Mending the Cracks in the Benin-Nigeria Trade Relationship

By David Luke* & Gerald Masila*

ADDIS ABEBA – On 21 August this year, the Seme-Krake border between Nigeria and Benin was closed without prior notice. This was part of a broader crackdown by the Nigerian authorities to close all land borders between Nigeria and it’s neighboring countries.

Today, over two months later, the border remains closed, with vehicles piled up on either side. Border closures are all too familiar at Seme-Krake, but this is reportedly the longest closure in about forty years.

This mammoth closure reflects deep fractions in the cross-border trading system. The cracks at Seme-Krake are particularly deep since the border feeds the ECOWAS Abidjan-Lagos Corridor.

According to sources at the border, the main purpose of the closure is to put a stop to smuggling of contraband goods from Benin, which is compromising Nigeria’s agricultural policies, job creation, revenue collection and security.

The smuggling of rice is particularly contentious. In fact, rice is first on a long list of contraband goods issued by the Nigerian authorities. The country has invested significant resources in expanding rice production, but these efforts are undermined by smuggling from Benin. The rice entering is smuggled because it is not produced in Benin. It is sourced from outside the ECOWAS region and therefore does not meet the rules of origin requirements to qualify for duty-free treatment. Benin imports rice from outside ECOWAS at cheaper tariffs than Nigeria, and this rice enters Nigeria through unofficial routes and is then sold at below-market prices.

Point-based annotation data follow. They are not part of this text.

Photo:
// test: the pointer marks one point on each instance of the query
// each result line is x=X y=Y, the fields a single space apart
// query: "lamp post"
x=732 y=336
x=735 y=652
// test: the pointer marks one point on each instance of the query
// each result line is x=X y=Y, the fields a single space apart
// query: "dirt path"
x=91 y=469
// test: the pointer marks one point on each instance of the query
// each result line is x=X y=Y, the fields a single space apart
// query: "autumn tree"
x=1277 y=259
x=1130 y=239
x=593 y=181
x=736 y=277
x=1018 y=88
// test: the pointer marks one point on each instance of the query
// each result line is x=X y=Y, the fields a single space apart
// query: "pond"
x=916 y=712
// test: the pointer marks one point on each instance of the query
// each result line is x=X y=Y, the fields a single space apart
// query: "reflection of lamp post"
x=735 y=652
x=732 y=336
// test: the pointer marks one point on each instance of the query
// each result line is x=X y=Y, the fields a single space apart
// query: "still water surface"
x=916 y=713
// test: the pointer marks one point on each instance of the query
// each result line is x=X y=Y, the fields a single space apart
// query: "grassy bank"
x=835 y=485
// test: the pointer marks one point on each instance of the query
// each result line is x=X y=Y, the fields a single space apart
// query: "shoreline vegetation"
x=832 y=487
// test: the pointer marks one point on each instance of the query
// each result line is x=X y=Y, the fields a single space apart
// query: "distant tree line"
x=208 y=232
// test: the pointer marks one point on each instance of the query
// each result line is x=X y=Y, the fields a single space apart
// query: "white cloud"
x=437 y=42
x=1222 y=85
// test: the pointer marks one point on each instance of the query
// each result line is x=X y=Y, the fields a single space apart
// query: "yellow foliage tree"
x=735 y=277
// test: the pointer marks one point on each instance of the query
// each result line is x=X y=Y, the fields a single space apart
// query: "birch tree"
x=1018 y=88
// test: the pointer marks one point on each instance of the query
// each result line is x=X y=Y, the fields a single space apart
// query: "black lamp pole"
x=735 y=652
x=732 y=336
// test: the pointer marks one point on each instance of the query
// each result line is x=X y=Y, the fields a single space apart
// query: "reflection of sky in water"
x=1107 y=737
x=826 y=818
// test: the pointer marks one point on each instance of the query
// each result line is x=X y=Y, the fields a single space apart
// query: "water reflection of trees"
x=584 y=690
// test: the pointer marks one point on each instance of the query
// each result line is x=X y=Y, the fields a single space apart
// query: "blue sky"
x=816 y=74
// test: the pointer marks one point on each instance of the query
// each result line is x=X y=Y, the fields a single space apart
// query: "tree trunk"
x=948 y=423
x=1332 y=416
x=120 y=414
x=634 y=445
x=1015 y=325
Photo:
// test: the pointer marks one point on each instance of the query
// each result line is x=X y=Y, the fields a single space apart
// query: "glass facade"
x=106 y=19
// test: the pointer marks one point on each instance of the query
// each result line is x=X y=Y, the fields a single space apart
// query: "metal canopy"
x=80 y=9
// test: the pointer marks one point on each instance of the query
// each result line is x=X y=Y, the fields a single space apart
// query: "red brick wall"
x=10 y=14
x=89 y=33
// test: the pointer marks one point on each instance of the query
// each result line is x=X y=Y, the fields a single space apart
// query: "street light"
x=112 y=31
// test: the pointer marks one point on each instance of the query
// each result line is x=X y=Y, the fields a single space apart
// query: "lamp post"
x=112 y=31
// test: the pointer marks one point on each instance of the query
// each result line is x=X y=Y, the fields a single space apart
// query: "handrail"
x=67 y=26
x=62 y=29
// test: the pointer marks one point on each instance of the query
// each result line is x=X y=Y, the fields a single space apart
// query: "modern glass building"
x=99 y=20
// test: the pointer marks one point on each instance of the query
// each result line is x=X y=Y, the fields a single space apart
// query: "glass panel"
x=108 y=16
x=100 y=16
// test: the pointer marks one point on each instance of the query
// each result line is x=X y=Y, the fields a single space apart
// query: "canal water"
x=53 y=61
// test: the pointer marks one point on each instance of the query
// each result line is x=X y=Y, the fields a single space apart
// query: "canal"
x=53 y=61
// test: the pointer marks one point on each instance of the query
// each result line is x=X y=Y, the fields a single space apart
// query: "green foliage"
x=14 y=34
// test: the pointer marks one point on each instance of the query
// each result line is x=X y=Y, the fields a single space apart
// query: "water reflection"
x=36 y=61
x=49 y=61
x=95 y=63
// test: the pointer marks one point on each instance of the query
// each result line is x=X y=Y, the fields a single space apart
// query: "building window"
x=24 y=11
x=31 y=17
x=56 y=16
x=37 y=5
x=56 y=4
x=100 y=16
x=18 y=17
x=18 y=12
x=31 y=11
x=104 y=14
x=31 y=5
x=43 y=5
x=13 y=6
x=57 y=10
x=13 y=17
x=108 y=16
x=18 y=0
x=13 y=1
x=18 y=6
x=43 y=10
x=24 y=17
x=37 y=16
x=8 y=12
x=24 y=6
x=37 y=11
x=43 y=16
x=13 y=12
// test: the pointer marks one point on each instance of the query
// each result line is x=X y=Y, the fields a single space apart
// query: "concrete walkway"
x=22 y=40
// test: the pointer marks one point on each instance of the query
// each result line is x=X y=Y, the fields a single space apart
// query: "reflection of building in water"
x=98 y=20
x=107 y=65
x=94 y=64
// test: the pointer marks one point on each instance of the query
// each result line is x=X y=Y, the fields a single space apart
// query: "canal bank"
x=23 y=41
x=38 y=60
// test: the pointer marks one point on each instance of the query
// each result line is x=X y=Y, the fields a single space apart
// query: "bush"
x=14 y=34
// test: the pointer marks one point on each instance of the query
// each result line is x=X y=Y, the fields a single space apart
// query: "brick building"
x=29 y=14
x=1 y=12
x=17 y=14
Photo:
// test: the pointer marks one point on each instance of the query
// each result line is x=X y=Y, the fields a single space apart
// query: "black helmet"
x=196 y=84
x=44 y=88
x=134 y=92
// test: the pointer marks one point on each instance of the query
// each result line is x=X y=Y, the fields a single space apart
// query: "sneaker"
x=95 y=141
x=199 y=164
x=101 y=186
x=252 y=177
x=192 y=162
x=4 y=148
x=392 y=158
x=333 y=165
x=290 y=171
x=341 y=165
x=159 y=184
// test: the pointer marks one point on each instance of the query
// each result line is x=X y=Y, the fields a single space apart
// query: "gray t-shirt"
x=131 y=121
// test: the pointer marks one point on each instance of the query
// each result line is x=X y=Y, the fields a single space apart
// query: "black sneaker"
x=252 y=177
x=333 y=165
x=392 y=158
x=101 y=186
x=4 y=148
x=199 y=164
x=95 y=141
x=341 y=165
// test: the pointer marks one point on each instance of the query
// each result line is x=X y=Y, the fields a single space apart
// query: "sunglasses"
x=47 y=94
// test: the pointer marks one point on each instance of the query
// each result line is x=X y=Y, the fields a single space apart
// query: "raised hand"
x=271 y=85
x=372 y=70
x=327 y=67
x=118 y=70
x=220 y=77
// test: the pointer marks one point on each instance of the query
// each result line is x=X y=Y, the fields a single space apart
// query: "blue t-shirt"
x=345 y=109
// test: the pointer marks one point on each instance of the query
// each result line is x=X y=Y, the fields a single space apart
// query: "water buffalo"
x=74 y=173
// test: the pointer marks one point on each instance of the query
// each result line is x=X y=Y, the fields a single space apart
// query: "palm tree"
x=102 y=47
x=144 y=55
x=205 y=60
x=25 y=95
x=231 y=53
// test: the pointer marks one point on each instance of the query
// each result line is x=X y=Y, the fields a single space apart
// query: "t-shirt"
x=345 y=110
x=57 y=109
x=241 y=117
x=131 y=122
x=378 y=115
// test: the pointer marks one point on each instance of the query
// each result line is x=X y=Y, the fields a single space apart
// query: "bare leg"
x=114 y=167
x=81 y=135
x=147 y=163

A single trip to the Seme-Krake border and surrounding trade routes is enough to verify that smuggling is a very real problem, that requires targeted treatment. The blanket closure of the border to all trade is, however, not the right medicine.

This is because, since the establishment of ECOWAS in 1975, the region has made significant strides in regional integration. The fifteen ECOWAS member countries have become one interdependent system. The Seme-Krake border closure thus has significant knock-on effects.

First, the border closure blocks the trade of every single good, not just contraband goods such as rice and frozen poultry. This is based on the ground that trucks entering Nigeria are not adhering to the ECOWAS Convention relating to inter-state road transit of goods, which requires all goods to be containerized and sealed at the point of origin until the final destination.

The Nigerian government has kept its seaports and airports open for non-contraband imports, as they are reported to have the scanning facilities necessary to inspect all imported goods. But this is not a realistic alternative for most traders.

Key staple agricultural commodities such as maize, wheat and casava, which qualify for duty-free status within ECOWAS, are therefore no longer being traded in either direction. This has negative ramifications for income generation and food security. It also calls into question the entire functioning of the ECOWAS Trade Liberalisation Scheme (ETLS).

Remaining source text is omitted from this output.